The NFL defended its decision to play a game Wednesday between the Baltimore Ravens and Pittsburgh Steelers, saying it was confident that a COVID-19 outbreak among Ravens players and staff had concluded and posed no threat for further infection.
"We can say with confidence that there is no active infection among the players, coaches and staff on the Ravens sideline today," NFL chief medical officer Dr. Allen Sills said during a conference call two hours before kickoff.
All members of the Ravens' traveling party returned negative results during rapid point-of-care tests Wednesday morning. Before that, however, the organization had produced 10 consecutive days of at least one positive test, including at least 14 players. The Ravens were set to take on the Steelers without quarterback Lamar Jackson, among many other key players.

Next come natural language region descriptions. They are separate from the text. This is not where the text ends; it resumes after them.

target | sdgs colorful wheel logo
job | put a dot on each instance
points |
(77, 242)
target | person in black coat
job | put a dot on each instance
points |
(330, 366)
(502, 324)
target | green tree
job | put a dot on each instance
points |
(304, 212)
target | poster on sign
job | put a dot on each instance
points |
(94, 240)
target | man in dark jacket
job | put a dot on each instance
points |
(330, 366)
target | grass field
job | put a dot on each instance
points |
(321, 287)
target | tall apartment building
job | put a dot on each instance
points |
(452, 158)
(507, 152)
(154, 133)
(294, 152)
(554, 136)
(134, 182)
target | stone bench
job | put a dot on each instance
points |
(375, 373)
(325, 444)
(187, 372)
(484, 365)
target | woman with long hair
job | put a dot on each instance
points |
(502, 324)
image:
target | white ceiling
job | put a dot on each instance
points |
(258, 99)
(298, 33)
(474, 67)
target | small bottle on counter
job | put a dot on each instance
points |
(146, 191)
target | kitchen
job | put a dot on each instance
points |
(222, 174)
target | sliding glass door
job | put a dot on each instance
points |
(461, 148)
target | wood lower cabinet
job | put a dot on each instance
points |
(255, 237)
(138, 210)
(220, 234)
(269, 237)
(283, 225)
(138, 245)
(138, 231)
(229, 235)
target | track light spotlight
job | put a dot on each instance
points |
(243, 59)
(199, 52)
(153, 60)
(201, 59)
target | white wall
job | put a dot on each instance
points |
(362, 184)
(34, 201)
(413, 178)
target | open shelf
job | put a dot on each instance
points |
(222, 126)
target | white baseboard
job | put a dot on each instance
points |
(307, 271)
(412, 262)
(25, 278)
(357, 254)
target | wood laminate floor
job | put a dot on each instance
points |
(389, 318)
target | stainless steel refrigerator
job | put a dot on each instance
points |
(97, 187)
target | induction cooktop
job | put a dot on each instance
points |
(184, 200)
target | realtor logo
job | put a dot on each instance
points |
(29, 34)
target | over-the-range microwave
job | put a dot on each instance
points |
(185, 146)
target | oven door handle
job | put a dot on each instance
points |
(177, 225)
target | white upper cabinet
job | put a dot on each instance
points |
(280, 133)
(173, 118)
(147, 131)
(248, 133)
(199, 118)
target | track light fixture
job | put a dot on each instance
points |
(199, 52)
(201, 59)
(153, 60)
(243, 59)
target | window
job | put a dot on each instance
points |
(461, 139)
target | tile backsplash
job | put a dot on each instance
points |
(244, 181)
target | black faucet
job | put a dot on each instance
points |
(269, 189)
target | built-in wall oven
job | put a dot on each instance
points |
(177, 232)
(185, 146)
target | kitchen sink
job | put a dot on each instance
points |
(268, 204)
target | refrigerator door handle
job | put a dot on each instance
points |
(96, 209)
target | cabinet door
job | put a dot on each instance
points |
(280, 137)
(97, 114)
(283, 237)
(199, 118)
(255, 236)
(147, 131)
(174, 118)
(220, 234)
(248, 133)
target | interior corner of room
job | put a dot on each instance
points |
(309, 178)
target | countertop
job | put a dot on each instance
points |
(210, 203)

But Sills said the league had used its contact tracing tools, from electronic tracking devices to genomic sequencing to internal video, to project the Ravens' likely course of the transmission based on close contacts of positive individuals. The league's model came within one day of accurately predicting the end of the outbreak, Sills said.
"We can really drill down and understand, did the virus pass from Person A to Person B to Person C? Or are these separate strains of transmission that come out of the community?" Sills said. "We take all the pieces of the puzzle together to continue to assemble a more clear picture of the outbreak. ... We've also used a guiding principle of when it's safe to resume and consider playing games, and that is when we know that transmission is understood to have stopped and that we don't have concerns about ongoing individuals turning positive or being at risk. We've done that consistently throughout this outbreak with Baltimore."
Commissioner Roger Goodell, meanwhile, called it a "remarkable achievement" for the league to have made it through 12 of its 17 regular-season weeks without canceling a game. He said the league's "collective goal" is to complete the season and added "we are on a path to do that" despite rising infection rates around the country. The league continues to discuss its options for the playoffs, including the possibility of modified local bubbles for teams that advance. Goodell has ruled out a conventional bubble that would put the league under one roof.
Speaking for the first time since he refused to delay Sunday's game between the New Orleans Saints and Denver Broncos, for which all four Broncos quarterbacks were placed in COVID-19 isolation, Goodell reiterated that the league will not take competitive implications into account.
"Health and medical decisions have and always will take precedence over competitive considerations and business interest," he said.
Three Broncos quarterbacks were classified as "high-risk" close contacts of quarterback Jeff Driskel -- who returned a positive test last Thursday -- because they did not consistently wear masks or maintain social distance during a gathering at the team facility two days before. Sills has credited the "high-risk" classification for reducing the spread of infection in team facilities, and according to Goodell, more than 20 high-risk players, coaches or staffers have tested positive for COVID-19 while in isolation.
Sills said that policy, as well as another that has placed all 32 teams into "intensive" protocols, has helped lower daily positivity rates. A total of 156 people returned positive tests between Nov. 15-28, an average of 11.1 per day, according to NFL data. But in the past three days, Sills said, there have been a total of 10 confirmed positive tests around the league.